A company release is not independent confirmation
Company announcements can identify important data, but the peer-reviewed paper and trial record should lead when available. Check the comparison group, cancer setting, phase, endpoint, and uncertainty before repeating a percentage.
One platform is not the whole field
Evidence for one mRNA or peptide product in one treatment setting does not establish the same benefit for another cancer, protocol, expanded-access product, or individual patient.
Open-Source Pipeline: OpenVaxx
OpenVaxx is an open-source technical project describing a computational and manufacturing workflow for a personalized mRNA cancer vaccine. It is useful for understanding concepts and research tooling; it is not a validated clinical protocol, medical service, or patient treatment pathway.
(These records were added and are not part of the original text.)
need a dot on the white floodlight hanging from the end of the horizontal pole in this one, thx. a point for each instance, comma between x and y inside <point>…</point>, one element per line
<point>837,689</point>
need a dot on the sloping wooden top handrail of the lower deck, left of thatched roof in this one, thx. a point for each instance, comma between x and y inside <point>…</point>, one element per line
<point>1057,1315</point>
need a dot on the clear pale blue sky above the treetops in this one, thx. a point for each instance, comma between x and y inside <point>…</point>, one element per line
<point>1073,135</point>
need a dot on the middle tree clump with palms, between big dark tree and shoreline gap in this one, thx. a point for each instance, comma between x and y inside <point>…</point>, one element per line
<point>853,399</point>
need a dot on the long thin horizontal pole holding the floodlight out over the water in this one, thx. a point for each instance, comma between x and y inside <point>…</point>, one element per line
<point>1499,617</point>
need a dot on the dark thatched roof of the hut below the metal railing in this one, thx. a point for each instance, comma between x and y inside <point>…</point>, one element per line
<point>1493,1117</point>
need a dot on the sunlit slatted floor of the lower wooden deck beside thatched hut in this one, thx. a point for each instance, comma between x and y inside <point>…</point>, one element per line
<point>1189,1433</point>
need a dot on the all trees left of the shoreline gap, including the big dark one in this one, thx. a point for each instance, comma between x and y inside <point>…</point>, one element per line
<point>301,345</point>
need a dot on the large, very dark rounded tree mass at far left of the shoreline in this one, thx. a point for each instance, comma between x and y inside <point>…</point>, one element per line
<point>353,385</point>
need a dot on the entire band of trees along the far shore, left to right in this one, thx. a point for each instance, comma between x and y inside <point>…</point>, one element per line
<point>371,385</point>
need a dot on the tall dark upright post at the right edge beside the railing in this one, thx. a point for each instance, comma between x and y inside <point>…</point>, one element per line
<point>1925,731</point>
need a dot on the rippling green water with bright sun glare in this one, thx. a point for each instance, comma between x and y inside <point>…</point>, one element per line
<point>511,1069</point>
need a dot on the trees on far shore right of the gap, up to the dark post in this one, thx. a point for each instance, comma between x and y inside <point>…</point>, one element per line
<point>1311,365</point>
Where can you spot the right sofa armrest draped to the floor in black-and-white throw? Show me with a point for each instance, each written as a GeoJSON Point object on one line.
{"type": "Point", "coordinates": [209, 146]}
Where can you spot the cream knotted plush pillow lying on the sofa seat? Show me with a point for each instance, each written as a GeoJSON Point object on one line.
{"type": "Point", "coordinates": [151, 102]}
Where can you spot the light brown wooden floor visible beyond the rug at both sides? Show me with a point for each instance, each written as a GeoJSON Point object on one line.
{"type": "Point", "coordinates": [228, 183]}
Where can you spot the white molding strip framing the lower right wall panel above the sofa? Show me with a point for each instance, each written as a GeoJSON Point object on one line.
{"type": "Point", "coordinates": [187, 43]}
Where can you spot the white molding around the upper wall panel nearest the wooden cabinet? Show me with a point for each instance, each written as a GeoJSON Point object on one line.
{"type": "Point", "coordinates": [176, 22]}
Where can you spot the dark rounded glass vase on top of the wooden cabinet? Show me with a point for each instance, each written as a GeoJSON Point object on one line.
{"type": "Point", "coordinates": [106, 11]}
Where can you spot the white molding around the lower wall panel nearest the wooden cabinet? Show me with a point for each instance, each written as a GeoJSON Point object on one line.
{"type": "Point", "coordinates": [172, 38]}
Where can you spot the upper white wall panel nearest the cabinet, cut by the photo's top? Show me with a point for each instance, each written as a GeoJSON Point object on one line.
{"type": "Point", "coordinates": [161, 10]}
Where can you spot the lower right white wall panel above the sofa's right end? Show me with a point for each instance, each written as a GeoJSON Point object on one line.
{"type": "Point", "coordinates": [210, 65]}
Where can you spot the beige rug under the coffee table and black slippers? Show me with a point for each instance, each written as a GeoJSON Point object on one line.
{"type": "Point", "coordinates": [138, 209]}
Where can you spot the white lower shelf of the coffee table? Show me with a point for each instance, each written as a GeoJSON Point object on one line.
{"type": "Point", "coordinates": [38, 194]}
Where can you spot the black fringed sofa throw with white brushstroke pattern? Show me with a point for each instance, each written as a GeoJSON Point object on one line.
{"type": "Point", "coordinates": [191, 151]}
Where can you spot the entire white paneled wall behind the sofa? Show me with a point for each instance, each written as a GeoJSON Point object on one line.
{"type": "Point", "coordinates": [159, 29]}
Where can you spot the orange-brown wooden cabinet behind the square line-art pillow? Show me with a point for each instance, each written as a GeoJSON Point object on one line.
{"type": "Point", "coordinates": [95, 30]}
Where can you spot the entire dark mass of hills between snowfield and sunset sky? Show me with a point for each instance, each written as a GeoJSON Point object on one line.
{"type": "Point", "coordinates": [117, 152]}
The OpenVaxx guide references open-source research tools such as GATK Mutect2 for mutation detection, pVACseq for neoantigen prediction, and MHCflurry for immune-binding prediction. Their availability is useful for understanding the computational workflow; it does not establish that a particular clinical program uses the same pipeline or that a research output is suitable for treatment.
Why this is not a treatment pathway
A public computational workflow can illustrate how researchers move from sequencing data to candidate neoantigens. It does not provide clinical eligibility review, a sponsor, an IND or trial protocol, institutional review, informed consent, GMP manufacturing, release testing, treating-physician oversight, administration, or safety monitoring.
Do not use OpenVaxx output to make or administer a vaccine. Its cost examples should not be compared directly with a clinical or expanded-access program as if the deliverables were equivalent.
Source: OpenVaxx on GitHub (Apache 2.0 license, created March 2026) | Interactive Guide
Medical Disclaimer: This page summarizes published clinical research and publicly available data. It does not constitute medical advice. Clinical trial results reflect specific patient populations and protocols; individual results will vary. Always consult your oncologist before making treatment decisions.
Last reviewed: March 2026. We update this page as new trial data is published.